The Cybersecurity and Infrastructure Security Agency (CISA) has added nine additional security flaws to its list of actively exploited bugs, including a VMware privilege escalation flaw and a Google Chrome zero-day that could be used to run remote code.
The VMware vulnerability (CVE-2022-22960) was patched on April 6 and allows attackers to escalate privileges to root vulnerable servers due to incorrect permissions in support scripts.
A Zero Day Chrome was also included in CISA’s Catalog of Known Exploited Vulnerabilities (KEVs), a bug tracked as CVE-2022-1364 and allowing remote code execution due to a V8-like confusing weakness .

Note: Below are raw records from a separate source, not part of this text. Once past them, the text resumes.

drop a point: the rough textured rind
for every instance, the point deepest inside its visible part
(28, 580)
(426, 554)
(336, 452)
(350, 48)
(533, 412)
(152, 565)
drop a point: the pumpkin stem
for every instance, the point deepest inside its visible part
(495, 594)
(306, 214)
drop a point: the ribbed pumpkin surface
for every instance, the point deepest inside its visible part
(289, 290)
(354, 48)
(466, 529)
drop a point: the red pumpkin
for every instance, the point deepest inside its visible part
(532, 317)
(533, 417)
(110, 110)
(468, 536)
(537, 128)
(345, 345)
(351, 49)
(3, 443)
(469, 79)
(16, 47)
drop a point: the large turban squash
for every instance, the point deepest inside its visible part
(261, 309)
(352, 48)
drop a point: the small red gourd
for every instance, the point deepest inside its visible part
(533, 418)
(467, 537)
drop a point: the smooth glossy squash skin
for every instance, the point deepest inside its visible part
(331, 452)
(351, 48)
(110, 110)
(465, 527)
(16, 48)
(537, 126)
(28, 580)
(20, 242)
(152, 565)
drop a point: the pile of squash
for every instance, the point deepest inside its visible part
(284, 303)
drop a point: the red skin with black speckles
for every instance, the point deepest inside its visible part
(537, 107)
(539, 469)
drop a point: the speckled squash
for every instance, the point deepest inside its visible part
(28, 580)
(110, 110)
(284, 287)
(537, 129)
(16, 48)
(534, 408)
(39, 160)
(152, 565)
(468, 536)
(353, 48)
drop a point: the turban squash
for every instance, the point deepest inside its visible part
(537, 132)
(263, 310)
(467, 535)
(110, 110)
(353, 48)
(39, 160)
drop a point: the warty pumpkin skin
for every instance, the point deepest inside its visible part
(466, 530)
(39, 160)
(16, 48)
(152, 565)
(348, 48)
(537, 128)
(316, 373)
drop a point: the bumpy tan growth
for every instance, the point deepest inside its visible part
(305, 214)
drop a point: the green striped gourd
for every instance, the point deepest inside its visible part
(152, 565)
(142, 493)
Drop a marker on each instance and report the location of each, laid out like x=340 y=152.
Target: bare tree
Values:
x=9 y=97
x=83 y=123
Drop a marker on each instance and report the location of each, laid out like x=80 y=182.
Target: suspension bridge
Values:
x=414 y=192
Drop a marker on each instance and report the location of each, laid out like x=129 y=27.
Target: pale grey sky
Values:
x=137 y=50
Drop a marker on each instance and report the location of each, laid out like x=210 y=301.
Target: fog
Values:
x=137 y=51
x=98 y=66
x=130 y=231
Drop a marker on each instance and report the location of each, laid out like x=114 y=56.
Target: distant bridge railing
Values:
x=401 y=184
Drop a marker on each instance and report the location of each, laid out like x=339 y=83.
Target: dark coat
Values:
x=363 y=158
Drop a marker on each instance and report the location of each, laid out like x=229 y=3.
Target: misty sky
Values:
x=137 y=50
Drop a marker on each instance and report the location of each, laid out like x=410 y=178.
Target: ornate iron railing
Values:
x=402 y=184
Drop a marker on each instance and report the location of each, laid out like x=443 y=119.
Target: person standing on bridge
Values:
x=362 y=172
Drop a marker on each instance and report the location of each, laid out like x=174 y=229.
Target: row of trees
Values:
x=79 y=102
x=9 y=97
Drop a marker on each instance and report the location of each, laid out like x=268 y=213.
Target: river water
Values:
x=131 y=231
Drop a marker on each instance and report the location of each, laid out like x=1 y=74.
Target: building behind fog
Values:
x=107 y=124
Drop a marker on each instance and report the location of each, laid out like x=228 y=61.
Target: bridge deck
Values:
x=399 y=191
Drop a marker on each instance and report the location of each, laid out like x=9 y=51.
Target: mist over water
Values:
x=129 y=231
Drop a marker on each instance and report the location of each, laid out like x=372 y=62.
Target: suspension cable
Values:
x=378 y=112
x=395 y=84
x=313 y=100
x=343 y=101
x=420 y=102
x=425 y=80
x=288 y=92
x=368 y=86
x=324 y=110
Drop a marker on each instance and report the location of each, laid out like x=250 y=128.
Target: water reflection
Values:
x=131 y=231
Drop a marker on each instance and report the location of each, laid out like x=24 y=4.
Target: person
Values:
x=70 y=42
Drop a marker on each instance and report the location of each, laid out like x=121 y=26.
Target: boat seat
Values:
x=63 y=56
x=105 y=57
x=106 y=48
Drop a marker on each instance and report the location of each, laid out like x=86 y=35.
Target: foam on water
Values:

All Federal Civilian Executive Branch (FCEB) agencies must patch their systems against these security bugs after being added to CISA’s KEV list pursuant to a November binding operational directive (BOD 22-01).
They were given three weeks to mitigate the flaws until May 6 to ensure that ongoing exploit attempts would be blocked.
CISA added seven more security vulnerabilities to its catalog today, all exploited in ongoing attacks.
|CVE||Vulnerability name||Due date|
|CVE-2022-22960||Multiple VMware Product Privilege Escalation Vulnerability||2022-05-06|
|CVE-2022-1364||Google Chromium V8 Confusion Vulnerability||2022-05-06|
|CVE-2019-3929||Multiple Crestron Product Command Injection Vulnerability||2022-05-06|
|CVE-2019-16057||D-Link DNS-320 Remote Code Execution Vulnerability||2022-05-06|
|CVE-2018-7841||Schneider Electric U.motion Builder SQL Injection||2022-05-06|
|CVE-2016-4523||Trihedral Denial of Service VTScada (formerly VTS)||2022-05-06|
|CVE-2014-0780||InduSoft Web Studio NTWebServer Directory Traversal||2022-05-06|
|CVE-2010-5330||Ubiquiti AirOS Command Injection Vulnerability||2022-05-06|
|CVE-2007-3010||Alcatel OmniPCX Enterprise Remote Code Execution||2022-05-06|
On Thursday, CISA also added the critical VMware remote code execution bug (CVE-2022-22954), now used in attacks to deploy cryptominer payloads.
All US organizations are urged to prioritize these security updates
Although BOD 22-01 only applies to US FCEB agencies, CISA also urges all US private and public sector organizations to give higher priority to fixing these actively exploited bugs.
Taking this advice to heart should significantly reduce the attack surface that threat actors can use to attempt to breach their networks.
“These types of vulnerabilities are a frequent attack vector for malicious cyber actors of all types and pose a significant risk to the federal enterprise,” says the US Cybersecurity Agency.
Since issuing binding directive BOD 22-01, CISA has added hundreds of flaws to its catalog of actively exploited bugs, ordering US federal agencies to patch them as soon as possible to block security flaws.